Silicon Valley Housing Crisis Examined at Symposium in San Jose City Hall
Regionalism, CEQA, community opposition to density and other issues were on the menu of items discussed Thursday at the “Housing 2.0: Reimagining the Housing System in Silicon Valley” symposium held at San Jose City Hall.
The event, organized by the Knight Foundation and other groups, featured three panel discussions with government officials, developers and nonprofit heads.
The first panel, moderated by TechCrunch journalist Kim-Mai Cutler, focused on the lack of regional housing policies as well as the lack of funds to build affordable housing.
San Mateo County has a program called 21 Elements, which facilitates coordination between its 20 cities and county government when the Association of Bay Area Governments hands out housing unit requirements every seven years. Through the program, cities can trade different unit allocations with each other.
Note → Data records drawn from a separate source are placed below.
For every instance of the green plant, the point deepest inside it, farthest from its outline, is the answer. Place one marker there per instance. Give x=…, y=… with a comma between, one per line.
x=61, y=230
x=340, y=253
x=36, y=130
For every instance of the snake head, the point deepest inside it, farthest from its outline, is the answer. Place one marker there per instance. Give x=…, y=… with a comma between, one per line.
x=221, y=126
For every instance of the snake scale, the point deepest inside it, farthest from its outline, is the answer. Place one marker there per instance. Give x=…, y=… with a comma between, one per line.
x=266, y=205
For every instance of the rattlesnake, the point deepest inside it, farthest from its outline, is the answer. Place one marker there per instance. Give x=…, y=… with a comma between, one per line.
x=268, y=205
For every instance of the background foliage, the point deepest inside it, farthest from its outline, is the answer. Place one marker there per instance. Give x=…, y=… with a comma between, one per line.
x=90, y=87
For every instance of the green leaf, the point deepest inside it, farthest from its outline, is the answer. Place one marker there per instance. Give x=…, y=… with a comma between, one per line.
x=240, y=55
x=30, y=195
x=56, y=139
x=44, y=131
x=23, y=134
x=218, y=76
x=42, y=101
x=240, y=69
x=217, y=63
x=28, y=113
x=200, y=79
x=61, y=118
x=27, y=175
The Cities Association of Santa Clara is currently exploring setting up a similar program, said Executive Director Rania Mohsen.
There is still no enforcement mechanism to compel cities to actually build the housing units they’re allocated by ABAG, and Mountain View Director of Community Development Randy Tsuda was pessimistic about the chances that cities with diverse interests would willingly coming together to make real change.
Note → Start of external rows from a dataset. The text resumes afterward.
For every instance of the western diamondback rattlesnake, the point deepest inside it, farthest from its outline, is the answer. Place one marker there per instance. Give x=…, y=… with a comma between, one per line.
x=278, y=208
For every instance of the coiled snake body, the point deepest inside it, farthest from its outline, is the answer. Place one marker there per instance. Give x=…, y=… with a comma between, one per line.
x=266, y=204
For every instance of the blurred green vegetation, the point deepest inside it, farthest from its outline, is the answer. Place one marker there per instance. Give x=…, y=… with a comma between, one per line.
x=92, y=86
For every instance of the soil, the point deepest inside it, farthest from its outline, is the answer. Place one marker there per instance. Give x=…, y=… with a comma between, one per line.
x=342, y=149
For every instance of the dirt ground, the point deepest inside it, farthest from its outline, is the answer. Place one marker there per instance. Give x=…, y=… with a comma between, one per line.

“Without some mandate from the state or a regional body, it’s going to be incredibly difficult to get a regional housing policy in the Bay Area,” he said.
Tsuda added that talk of regionalism and housing equity can divert attention from the need of cities taking a look at their own policies and making sure they’re fulfilling their own housing needs.
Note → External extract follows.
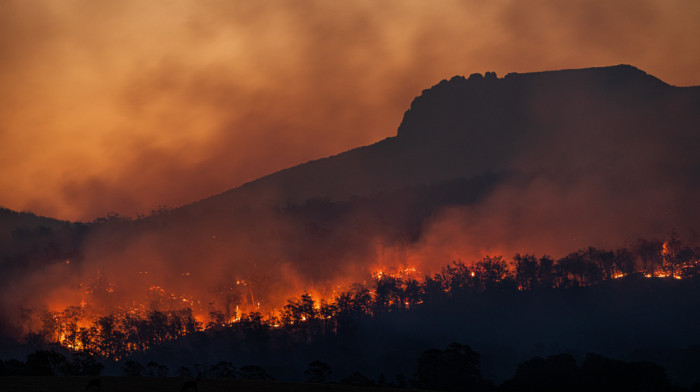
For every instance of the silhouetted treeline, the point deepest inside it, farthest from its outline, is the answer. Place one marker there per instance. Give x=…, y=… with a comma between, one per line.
x=303, y=318
x=456, y=368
Ken Kirkey, planning director of the Metropolitan Transportation Commission, suggested the Bay Area should raise its own funds for housing needs, similar to how counties raise money for transportation through tax measures.
But Tsuda suggested a different funding source.
“I really see the need from the private sector side to create an endowment for below market-rate housing.”
KQED radio host and reporter Rachael Myrow moderated the second and third panels.
One topic of discussion was community opposition to affordable housing and higher-density projects in their neighborhoods.
Sand Hill Property Co. Managing Director Reed Moulds talked about his experience leading that company’s Hills at Vallco project in Cupertino, which would transform a decrepit mall into a mixed-use development of homes, retail, offices and parks. Sand Hill has submitted signatures for an initiative to approve the project that would appear on Cupertino’s November ballot.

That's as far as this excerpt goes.